The U.S. Senate has named Martin Gruenberg to his second term as FDIC chairman.
According to published reports, the Senate confirmed Gruenberg and named Republicans Jonathan McKernan and Travis Hill to the board of the Federal Deposit Insurance Corporation, bringing the regulatory body to full capacity.
Gruenberg, a Democrat, first joined the FDIC in 2005 and served as chair from 2012 to 2018. He had been acting chairman since the departure of the former chair, Jelena McWilliams, who stepped down earlier this year.
McWilliams resigned due to friction between the FDIC and the Consumer Financial Protection Bureau (CFPB) apparently over a review of banking mergers.
But McWilliams called the situation “unprecedented,” saying the conflict “isn’t about bank mergers” in an opinion piece in The Wall Street Journal.
“If it were, board members would have been willing to work with me and the FDIC staff rather than attempt a hostile takeover of the FDIC internal processes, staff and board agenda,” she wrote. “This episode is an attempt to wrest control from an independent agency’s chairman with a change in the administration.”
Since becoming acting chair, Gruenberg has named cryptocurrency asset risks as one of the FDIC’s key priorities.

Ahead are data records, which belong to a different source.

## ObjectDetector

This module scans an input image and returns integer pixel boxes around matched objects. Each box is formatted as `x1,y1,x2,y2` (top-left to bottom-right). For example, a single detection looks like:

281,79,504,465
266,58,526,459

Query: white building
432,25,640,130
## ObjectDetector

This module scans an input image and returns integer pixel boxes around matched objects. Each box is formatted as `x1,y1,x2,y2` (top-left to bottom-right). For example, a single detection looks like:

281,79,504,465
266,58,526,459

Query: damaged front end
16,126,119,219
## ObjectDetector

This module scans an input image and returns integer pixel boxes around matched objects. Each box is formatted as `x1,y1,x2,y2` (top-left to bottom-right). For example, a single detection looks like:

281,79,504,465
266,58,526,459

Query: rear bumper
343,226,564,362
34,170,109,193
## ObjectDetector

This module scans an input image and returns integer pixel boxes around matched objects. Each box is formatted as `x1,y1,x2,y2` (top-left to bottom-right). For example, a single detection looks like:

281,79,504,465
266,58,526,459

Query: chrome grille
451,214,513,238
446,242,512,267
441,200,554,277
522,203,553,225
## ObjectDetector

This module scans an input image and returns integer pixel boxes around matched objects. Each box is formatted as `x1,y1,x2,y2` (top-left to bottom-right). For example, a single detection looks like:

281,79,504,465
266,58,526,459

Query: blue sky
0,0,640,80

He said he worries about insured federal banks getting into trouble if they “engage in crypto-asset-related activities,” potentially leading a contagion to infect the broader financial system and posing “significant safety and soundness and financial system risks.”
Gruenberg added that banking regulators must “provide robust guidance” to the industry on these risks, both to their own institutions and their clients.
In October, Gruenberg said American financial regulators will likely have stronger guidance for banks on cryptocurrencies once those agencies gain a better handle on the risks.
“We must understand and assess the risks associated with these activities the same way that we would assess the risks related to any other new activity,” Gruenberg said during an event at the Brookings Institution.
He added that a potential, stablecoin-based payments system should complement the Federal Reserve’s yet-to-be-unveiled FedNow Service, as well as a U.S. central bank digital currency (CDBC), assuming the U.S. launches one.
As PYMNTS noted earlier this year, banks have been reluctant to advocate crypto investments. A survey of private global banks done by the Basel Committee on Banking Supervision (BCBS) showed that just seven of 178 banks had direct cryptocurrency exposure.
While more than 100 of the banks carried out some crypto-related activity — like trading on clients’ accounts — none of the banks interviewed reported having direct cryptocurrency holdings as long-term investments.